One of my favourite moments in the city was during the last morning, just before I went back to the hotel to check out. The wind had stopped and the sun managed to beat the gloom, finally. I walked among the brisk peak-hour crowd, just enjoying the cold weather while sipping on some delicious hot chocolate. Ah, this is the life!

28 Mar 2007

Next stop: Chicago


What a frantic few weeks it's been. Just when I was finally pulling myself together to start on that paper for the Tasmania conference, they informed me that the grant was not approved, and instead, I would go Chicago.

What followed was a mad scramble to make bookings for the trip and to rush out all the work needed for Chicago (and apparently, I still need to write that paper for Tasmania, even if I'm not going!). No, wait--first, I had to convince myself to go. When it became clear I would possibly be staying there and taking the flight by myself, I hesitated. It's all very new to me: my first trip to the US, first overseas conference, and first working trip. I know, I know, I was just waxing lyrical about getting lost in a foreign place in the last entry, but pontification is pontification; gettting lost in transit is quite another thing!

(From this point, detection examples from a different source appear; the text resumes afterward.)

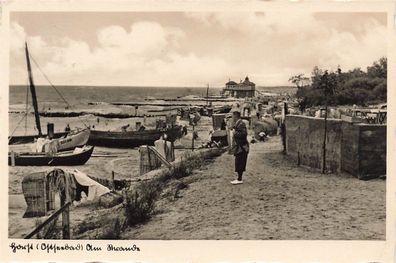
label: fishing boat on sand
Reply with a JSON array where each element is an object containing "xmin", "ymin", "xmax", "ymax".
[
  {"xmin": 88, "ymin": 125, "xmax": 181, "ymax": 148},
  {"xmin": 8, "ymin": 146, "xmax": 94, "ymax": 166},
  {"xmin": 8, "ymin": 43, "xmax": 90, "ymax": 151}
]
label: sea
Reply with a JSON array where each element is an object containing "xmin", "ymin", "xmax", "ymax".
[{"xmin": 8, "ymin": 85, "xmax": 290, "ymax": 135}]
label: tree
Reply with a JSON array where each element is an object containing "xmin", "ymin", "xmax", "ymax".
[{"xmin": 289, "ymin": 73, "xmax": 309, "ymax": 89}]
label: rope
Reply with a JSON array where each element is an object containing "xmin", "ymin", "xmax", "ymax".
[
  {"xmin": 29, "ymin": 54, "xmax": 89, "ymax": 128},
  {"xmin": 25, "ymin": 79, "xmax": 29, "ymax": 135},
  {"xmin": 8, "ymin": 106, "xmax": 32, "ymax": 143}
]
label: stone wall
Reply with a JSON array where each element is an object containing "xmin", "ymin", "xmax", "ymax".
[{"xmin": 286, "ymin": 115, "xmax": 386, "ymax": 179}]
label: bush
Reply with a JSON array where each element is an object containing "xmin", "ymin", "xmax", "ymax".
[{"xmin": 125, "ymin": 180, "xmax": 163, "ymax": 226}]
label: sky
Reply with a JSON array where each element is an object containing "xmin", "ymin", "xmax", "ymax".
[{"xmin": 10, "ymin": 12, "xmax": 387, "ymax": 87}]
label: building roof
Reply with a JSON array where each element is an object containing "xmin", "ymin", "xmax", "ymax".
[
  {"xmin": 225, "ymin": 84, "xmax": 255, "ymax": 91},
  {"xmin": 242, "ymin": 76, "xmax": 256, "ymax": 86},
  {"xmin": 226, "ymin": 80, "xmax": 238, "ymax": 86},
  {"xmin": 226, "ymin": 76, "xmax": 256, "ymax": 87}
]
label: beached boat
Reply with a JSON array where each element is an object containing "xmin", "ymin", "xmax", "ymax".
[
  {"xmin": 8, "ymin": 146, "xmax": 94, "ymax": 166},
  {"xmin": 88, "ymin": 125, "xmax": 181, "ymax": 148},
  {"xmin": 8, "ymin": 44, "xmax": 90, "ymax": 151}
]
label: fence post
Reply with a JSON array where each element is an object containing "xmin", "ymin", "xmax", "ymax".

My work neighbour "counselled" me and told me to step out of my comfort zone and just go! He said no matter what happens, it'll turn out OK. The persistent optimist. :) I agreed with him; it would be a good experience, or at the least, edifying. I've got to learn to be more independent, and this would be a start.

I spent an entire day in the office calling 1 agency after another, chasing after some very scarce air tickets and accommodation. My office mates, seeing how frantic I was, helped out by passing me agency numbers, websites etc.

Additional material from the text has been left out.